Unicode¶
Some parts of Xapian treat strings as opaque blobs of data. Here you can put in any data you like (it can even contain zero bytes, at least at the C++ level - whether zero bytes can be used in other languages mostly depends whether the language allows them in strings).
There are places where Xapian needs to know the encoding of textual data
though - for example when stemming, in xapian.QueryParser and
xapian.TermGenerator, in xapian.MSet.snippet(), etc.
In these places, the C++ API needs UTF-8 to be used.

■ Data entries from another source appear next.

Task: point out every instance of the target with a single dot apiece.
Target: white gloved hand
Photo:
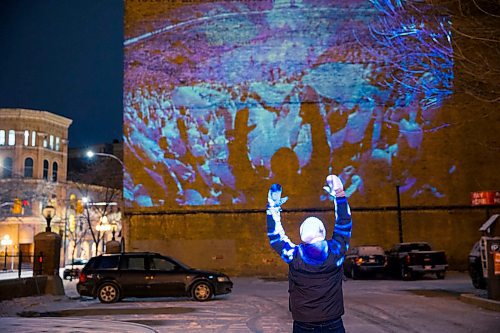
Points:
(334, 186)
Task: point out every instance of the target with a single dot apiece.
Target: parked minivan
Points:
(112, 277)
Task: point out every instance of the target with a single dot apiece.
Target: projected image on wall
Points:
(224, 98)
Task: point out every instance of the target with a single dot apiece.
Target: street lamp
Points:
(6, 241)
(91, 154)
(48, 212)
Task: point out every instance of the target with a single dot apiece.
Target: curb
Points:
(485, 303)
(28, 325)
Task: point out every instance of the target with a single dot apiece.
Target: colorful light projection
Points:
(223, 98)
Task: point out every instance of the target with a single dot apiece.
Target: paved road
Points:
(257, 305)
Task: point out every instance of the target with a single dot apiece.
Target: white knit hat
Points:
(312, 230)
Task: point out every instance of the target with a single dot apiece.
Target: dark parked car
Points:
(412, 260)
(73, 269)
(111, 277)
(476, 268)
(363, 260)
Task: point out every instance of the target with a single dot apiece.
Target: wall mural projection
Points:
(223, 98)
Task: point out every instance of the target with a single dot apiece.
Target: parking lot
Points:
(261, 305)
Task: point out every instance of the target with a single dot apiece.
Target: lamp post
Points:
(91, 154)
(6, 241)
(48, 213)
(103, 226)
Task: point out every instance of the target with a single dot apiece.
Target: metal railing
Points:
(21, 262)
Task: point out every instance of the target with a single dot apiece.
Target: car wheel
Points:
(108, 292)
(201, 291)
(405, 273)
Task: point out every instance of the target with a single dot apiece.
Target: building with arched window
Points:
(26, 161)
(34, 173)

Xapian contains Unicode data tables which are used for character categorisation. These get updated to the latest Unicode version for each release series and then left at the same version for that release series. This avoids problems which can arise from using different Unicode versions at index and search time due to different characters being treated as part of a word.
Unicode Normalisation¶
Some characters can be represented in multiple ways in Unicode. For example, Å (U+00C5: “LATIN CAPITAL LETTER A WITH RING ABOVE”), Å (U+212B: “ANGSTROM SIGN”) and A ̊ (U+0041: “LATIN CAPITAL LETTER A” + U+030A “COMBINING RING ABOVE”) are defined by Unicode as “canonically equivalent”. A search query using one representation should match a document using a different representation. In Xapian that’s best achieved by normalising the representation used in terms.
Unicode defines some normalised forms. Xapian currently assumes data has been converted to NFC (“Normalization Form C”) or NFKC. Here “C” stands for “Composition”, as this form generally uses codepoints with precomposed accents in preference.
NFKC is similar to NFC - the difference is that some additional lossy normalisation is done. For example, NFKC normalises ligature codepoints such as “ffi”, (where the three letters are the single Unicode codepoint U+FB03) to the three individual letters “ffi”, so “office” will match “office”.
Normalising ligatures is desirable if you are dealing with text containing them, but some of the NFKC normalisations are less clearly desirable in the context of search - for example, ² (U+00B2) is normalised to “2”, so NFKC normalises “4²” to “42”, which seems unhelpful. However note that if the superscript was instead done via a font effect (e.g. 4<sup>2</sup> in HTML) then this would likely also result in the term “42”, and the normalisation of related cases such as “H₂SO₄” to “H2SO4” does seem useful.
The NFC FAQ says:
For example, according to data at Google: ~99.98% of web HTML page content characters are definitely NFC.
This data is from 2009, and may vary in other use cases but it seems NFC is very dominant in real-world use. It’s not clear if the cited report attempted to discriminate NFKC from NFC (pages which are NFKC are a strict subset of pages which are NFC) and we’ve not managed to locate the original source of this statistic.